Court rejects long-stay visa for gay U.S. man married to Japanese

Japan agency says resident status not granted to same-sex couples

The Tokyo District Court upheld the denial of a long-term residence visa to an American who married his same-sex Japanese partner in the United States.   © Reuters

TOKYO (Kyodo) -- A Japanese court on Friday upheld the denial of a long-term residence visa to an American man who married his same-sex Japanese partner in the United States.

The Tokyo District Court also rejected damages of 11 million yen ($76,000) sought by the U.S. national, Andrew High, and his Japanese partner, Kohei, who claimed the denial of the visa impinged on their freedom to live as a family. The Japanese man has requested his family name be withheld.

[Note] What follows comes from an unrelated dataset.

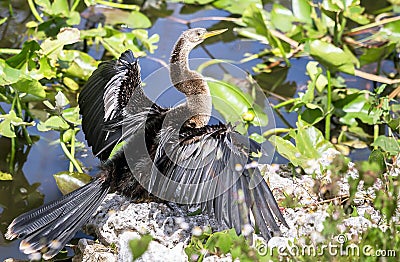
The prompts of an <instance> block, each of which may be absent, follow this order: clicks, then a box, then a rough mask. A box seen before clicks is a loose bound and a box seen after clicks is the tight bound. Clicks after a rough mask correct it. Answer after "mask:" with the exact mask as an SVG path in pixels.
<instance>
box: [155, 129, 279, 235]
mask: <svg viewBox="0 0 400 262" xmlns="http://www.w3.org/2000/svg"><path fill="white" fill-rule="evenodd" d="M168 133H169V132H166V131H165V132H161V138H160V145H159V148H158V152H157V153H156V156H155V159H154V163H155V165H154V168H153V172H154V170H159V172H160V173H161V174H162V175H161V174H160V173H158V174H157V173H153V174H152V177H155V179H156V183H154V184H153V185H159V183H158V182H159V181H160V180H161V179H162V178H161V177H160V176H164V177H167V178H169V179H167V180H164V182H163V183H161V186H160V187H159V189H158V193H165V192H168V193H169V194H171V195H170V196H175V198H176V199H178V200H179V201H177V202H181V203H185V204H191V203H192V204H195V203H199V201H202V202H201V205H202V207H203V208H202V209H203V210H206V211H207V212H209V213H213V215H214V216H215V218H216V219H217V220H219V221H220V222H225V223H226V224H227V226H229V227H233V228H235V230H236V232H237V233H241V232H242V229H243V227H244V226H245V225H246V224H249V223H251V219H250V218H251V216H250V212H251V213H253V217H254V220H255V221H254V222H255V224H254V225H253V226H254V227H255V228H257V229H258V230H259V231H260V233H261V234H262V235H263V236H264V237H265V238H266V239H269V238H271V233H270V230H271V231H272V232H273V233H276V232H279V226H278V224H277V222H276V220H278V221H280V222H281V223H283V224H284V225H285V226H287V224H286V221H285V219H284V217H283V216H282V214H281V212H280V210H279V207H278V205H277V203H276V201H275V198H274V196H273V195H272V192H271V190H270V189H269V187H268V185H267V183H266V182H265V180H264V178H263V177H262V176H261V174H260V172H259V170H258V168H256V167H252V166H251V165H246V164H248V163H250V162H251V161H253V160H251V158H250V156H249V154H250V152H256V153H257V151H261V149H260V145H259V144H257V143H256V142H254V141H252V140H248V139H247V138H246V137H244V136H242V135H240V134H239V133H237V132H235V131H234V130H233V128H232V127H231V126H226V125H223V124H219V125H214V126H206V127H203V128H198V129H191V130H188V131H187V132H186V133H185V132H183V133H181V135H180V138H179V141H173V142H171V141H168V139H170V137H168ZM163 135H165V136H166V137H165V138H163V137H162V136H163ZM167 141H168V142H167ZM166 152H168V153H166ZM211 180H213V182H212V183H210V184H209V185H208V186H204V185H203V186H199V183H201V182H207V181H211ZM175 182H176V183H175ZM178 182H180V183H182V184H187V185H189V184H190V185H193V186H192V187H184V188H185V189H181V188H180V187H179V186H178V185H177V183H178ZM254 185H256V186H255V187H254ZM149 189H150V190H153V189H152V188H149ZM204 196H206V197H204Z"/></svg>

The two married in 2015, and High has applied unsuccessfully for a Japanese long-term visa five times since 2018. He currently resides in Japan on a temporary visa.

The Immigration Services Agency of Japan said the long-term resident status based on marriage to a Japanese national is not granted to same-sex couples.

The couple has been seeking resident status based on their long-term relationship, which began nearly 18 years ago, according to lawyers representing the couple.

In 2019, a Taiwanese man became the first foreign same-sex partner of a Japanese citizen to be granted special resident status by the Justice Ministry, following the revocation of a deportation order for overstaying his visa.